Court should reverse self for workers' sakes
By The Editorial Board | Thursday, May 1, 2008
The Texas Supreme Court has agreed to reconsider its ruling that gave companies new protection from liability for injuries to workers on their property who are not their employees. The court should reverse its earlier ruling because it has misapplied state law and given plant owners less incentive to maintain safe workplaces.
The case came from Southeast Texas. Entergy Gulf States Inc., an electric utility, hired International Maintenance Corp. to do major construction and maintenance work at its Sabine Station Plant at Bridge City.
One of IMC's workers, John Summers, was seriously injured in April 2001 while working at the plant. He collected workers' compensation benefits but also sued Entergy, accusing it of providing defective equipment .
But Entergy said that, acting as its own general contractor, it had purchased the workers' compensation insurance that covered IMC's workers and thus was immune to Summers' lawsuit. State law allows general contractors to purchase such coverage for its subcontractors. The question was whether the company hiring an outside contractor for work on the company's own facilities can simply call itself a general contractor, buy workers' compensation coverage and thereby obtain legal immunity to suits by injured workers.
Summers argued that state law doesn't allow a plant owner like Entergy to escape liability that way when it uses contract workers. A district judge agreed with Entergy, but a state appeals court sided with Summers.
Last August, in a ruling written by Justice Don Willett, the all-Republican Supreme Court, which has built a solid record of siding with business in its rulings, unanimously ruled for Entergy.
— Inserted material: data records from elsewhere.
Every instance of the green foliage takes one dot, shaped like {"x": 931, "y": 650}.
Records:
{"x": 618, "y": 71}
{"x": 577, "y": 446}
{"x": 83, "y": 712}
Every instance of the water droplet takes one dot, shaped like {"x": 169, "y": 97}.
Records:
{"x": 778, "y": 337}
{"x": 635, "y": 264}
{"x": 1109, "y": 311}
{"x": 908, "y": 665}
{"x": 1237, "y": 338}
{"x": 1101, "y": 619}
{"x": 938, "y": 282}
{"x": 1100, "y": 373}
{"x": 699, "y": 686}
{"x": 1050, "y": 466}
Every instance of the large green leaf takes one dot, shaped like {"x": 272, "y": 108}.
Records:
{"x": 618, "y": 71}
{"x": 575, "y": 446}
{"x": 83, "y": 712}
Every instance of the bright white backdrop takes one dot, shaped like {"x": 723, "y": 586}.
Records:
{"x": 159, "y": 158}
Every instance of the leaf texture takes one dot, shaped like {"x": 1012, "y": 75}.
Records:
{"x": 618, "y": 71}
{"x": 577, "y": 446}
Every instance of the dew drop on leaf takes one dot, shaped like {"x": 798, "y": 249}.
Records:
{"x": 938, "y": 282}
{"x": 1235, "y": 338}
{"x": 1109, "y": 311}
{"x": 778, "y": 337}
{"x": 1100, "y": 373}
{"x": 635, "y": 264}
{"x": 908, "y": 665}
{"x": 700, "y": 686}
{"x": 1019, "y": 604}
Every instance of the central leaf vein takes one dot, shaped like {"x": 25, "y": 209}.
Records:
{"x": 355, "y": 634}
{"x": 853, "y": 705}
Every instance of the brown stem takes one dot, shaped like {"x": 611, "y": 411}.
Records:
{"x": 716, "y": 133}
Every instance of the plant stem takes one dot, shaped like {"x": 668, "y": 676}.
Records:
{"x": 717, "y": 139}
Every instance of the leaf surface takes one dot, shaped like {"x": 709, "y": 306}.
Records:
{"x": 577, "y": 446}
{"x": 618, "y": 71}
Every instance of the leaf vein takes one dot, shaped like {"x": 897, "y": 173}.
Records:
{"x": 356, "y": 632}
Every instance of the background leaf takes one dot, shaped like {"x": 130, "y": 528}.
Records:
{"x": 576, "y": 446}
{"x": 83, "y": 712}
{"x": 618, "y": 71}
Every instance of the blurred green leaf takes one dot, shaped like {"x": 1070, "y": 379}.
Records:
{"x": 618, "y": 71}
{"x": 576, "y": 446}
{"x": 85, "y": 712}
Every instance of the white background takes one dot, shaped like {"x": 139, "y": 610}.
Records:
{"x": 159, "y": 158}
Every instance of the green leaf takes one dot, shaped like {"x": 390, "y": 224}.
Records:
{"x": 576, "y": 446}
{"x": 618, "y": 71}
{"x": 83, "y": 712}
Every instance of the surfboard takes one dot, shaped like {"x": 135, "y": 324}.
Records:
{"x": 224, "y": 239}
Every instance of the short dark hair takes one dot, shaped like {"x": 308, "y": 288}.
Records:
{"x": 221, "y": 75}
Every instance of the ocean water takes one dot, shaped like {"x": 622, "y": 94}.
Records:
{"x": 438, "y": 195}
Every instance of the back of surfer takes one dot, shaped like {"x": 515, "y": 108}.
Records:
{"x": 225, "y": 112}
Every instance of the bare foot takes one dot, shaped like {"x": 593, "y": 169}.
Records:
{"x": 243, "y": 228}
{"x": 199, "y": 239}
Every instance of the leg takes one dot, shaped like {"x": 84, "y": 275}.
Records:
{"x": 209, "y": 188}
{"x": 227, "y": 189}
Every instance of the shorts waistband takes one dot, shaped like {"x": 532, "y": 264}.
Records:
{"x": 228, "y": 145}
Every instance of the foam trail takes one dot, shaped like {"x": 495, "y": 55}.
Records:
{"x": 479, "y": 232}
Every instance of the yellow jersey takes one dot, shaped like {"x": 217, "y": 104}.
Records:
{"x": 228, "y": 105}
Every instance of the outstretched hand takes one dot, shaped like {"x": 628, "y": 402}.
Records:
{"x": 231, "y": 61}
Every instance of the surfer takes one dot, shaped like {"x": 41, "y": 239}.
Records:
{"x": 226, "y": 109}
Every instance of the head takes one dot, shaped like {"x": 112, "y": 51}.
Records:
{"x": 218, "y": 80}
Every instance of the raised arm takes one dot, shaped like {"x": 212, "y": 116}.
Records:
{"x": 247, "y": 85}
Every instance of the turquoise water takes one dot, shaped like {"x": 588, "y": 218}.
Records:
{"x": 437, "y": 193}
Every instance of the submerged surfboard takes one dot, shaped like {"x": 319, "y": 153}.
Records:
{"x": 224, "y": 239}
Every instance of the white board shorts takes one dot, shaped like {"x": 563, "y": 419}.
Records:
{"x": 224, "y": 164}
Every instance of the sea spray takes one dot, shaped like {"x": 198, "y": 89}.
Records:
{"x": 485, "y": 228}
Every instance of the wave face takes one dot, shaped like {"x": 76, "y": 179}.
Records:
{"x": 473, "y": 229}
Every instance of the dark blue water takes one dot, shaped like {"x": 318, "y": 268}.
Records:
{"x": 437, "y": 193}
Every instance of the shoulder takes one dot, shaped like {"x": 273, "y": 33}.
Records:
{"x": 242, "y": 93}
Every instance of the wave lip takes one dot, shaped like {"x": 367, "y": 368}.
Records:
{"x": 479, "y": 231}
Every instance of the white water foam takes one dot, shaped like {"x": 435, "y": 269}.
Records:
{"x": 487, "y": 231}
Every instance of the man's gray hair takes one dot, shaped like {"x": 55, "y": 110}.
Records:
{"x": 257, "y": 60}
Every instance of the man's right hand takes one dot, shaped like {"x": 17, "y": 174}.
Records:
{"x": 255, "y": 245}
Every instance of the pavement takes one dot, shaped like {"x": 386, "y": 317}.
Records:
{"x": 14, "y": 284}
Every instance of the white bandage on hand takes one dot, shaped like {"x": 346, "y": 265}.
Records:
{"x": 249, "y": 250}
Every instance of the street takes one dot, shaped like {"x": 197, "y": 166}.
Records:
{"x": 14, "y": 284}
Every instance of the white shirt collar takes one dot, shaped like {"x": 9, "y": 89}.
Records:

Had this decision been in effect in 2005, when an explosion at a BP refinery at Texas City killed 15 contract workers and injured more than 170 others, those workers and their families might not have been able to hold BP liable, although a federal investigation blamed company cost-cutting for making the plant dangerous. So far, BP has paid or committed to pay more than $2 billion to settle numerous civil claims. (BP, by the way, reported record profits last week of $7.6 billion - just for the first quarter of this year.)
The Texas Legislature - hardly a tool of labor or trial lawyer interests - has considered several times whether to grant "premises owners" like Entergy the ability to purchase workers' compensation insurance and, thus, immunity from lawsuits for contract workers, and it has repeatedly refused to do so.
That's why among those calling on the Supreme Court to reconsider its Entergy ruling is a group of state lawmakers who accused the court of "disregarding the express terms of the Legislature's enactments" and violating the separations of powers required by the Texas Constitution.
That legislative group includes Sen. Jeff Wentworth, a San Antonio Republican whose district reaches into southern Travis County, and Rep. Bryan Hughes, R-Mineola. Also signing the friend-of-the-court brief were Sen. Rodney Ellis of Houston and Rep. Craig Eiland of Galveston, both Democrats.
Buried under the legal argument over the Entergy case is John Summers, 48, who - seven years after the accident - is still in constant pain, suffers from spinal problems and cannot use his right arm or hand. A federal administrative law judge has ruled Summers is disabled and qualified for Social Security disability benefits.
Seven years after his accident, Summers is still awaiting his day in court. The Texas Supreme Court should give it to him.